In 1907, the Cypress Club purchased a lot near the corner of Main Street and Fourth Avenue in Medicine Hat, thus ensuring its immediate proximity to the town's public and financial center while guaranteeing it a quiet setting on Fourth Avenue. William T. Williams, the prominent local architect responsible for the design of the City Hall and Post Office, was commissioned to design suitable quarters for the club. A groundbreaking ceremony was held on July 5, 1907 to initiate construction of the $15,000 building, a sum the club borrowed from Hop Yuill. A sub-contractor, A.P. Burns began the excavations and poured the concrete foundation, then Oakes and Everand commenced construction of the forty by fifty foot two-story, flat roofed structure.
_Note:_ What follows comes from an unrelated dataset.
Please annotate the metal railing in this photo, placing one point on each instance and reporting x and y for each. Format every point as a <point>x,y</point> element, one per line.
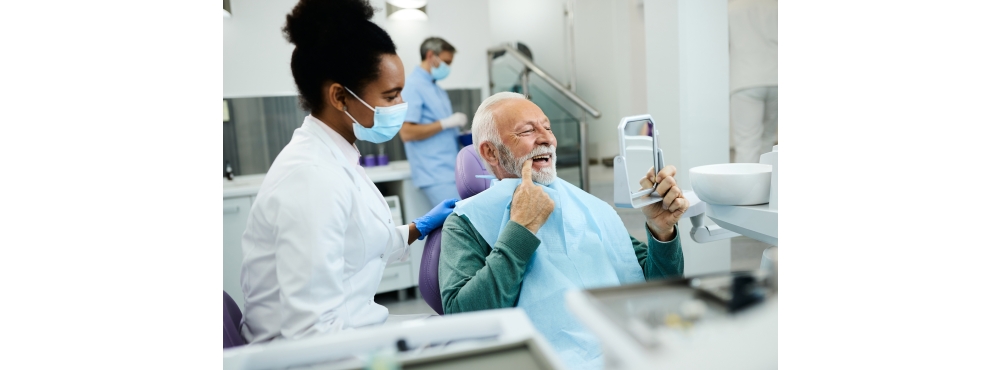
<point>530,66</point>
Cement blocks, pressed brick and Calgary sandstone were used in the building, the sandstone being used for the structure's decorative features: the massive rectangular stone pilasters and architrave framing the main entrance, the semi-circular moldings of the main floor windows, keystones, secondary cornice delineating the first and second floors, and the parapet coping. The classical inspiration of the building is obvious in its rigorous symmetry and the rounded multi-pane transoms capping the first floor apertures. The south façade is pierced by a large stair window of stained glass. The Cypress Club contains a lounge, billiard room, committee room and writing room, all of which are distinguished by elaborate oak woodwork, the lounge being dominated by a very large cut stone fireplace. Although rater unsuitably furnished today, the club still is expressive of luxury and solidity. The restrained dignity of the exterior combined with the richness of its interior fitments, mark it as typical of the men's clubs of the day.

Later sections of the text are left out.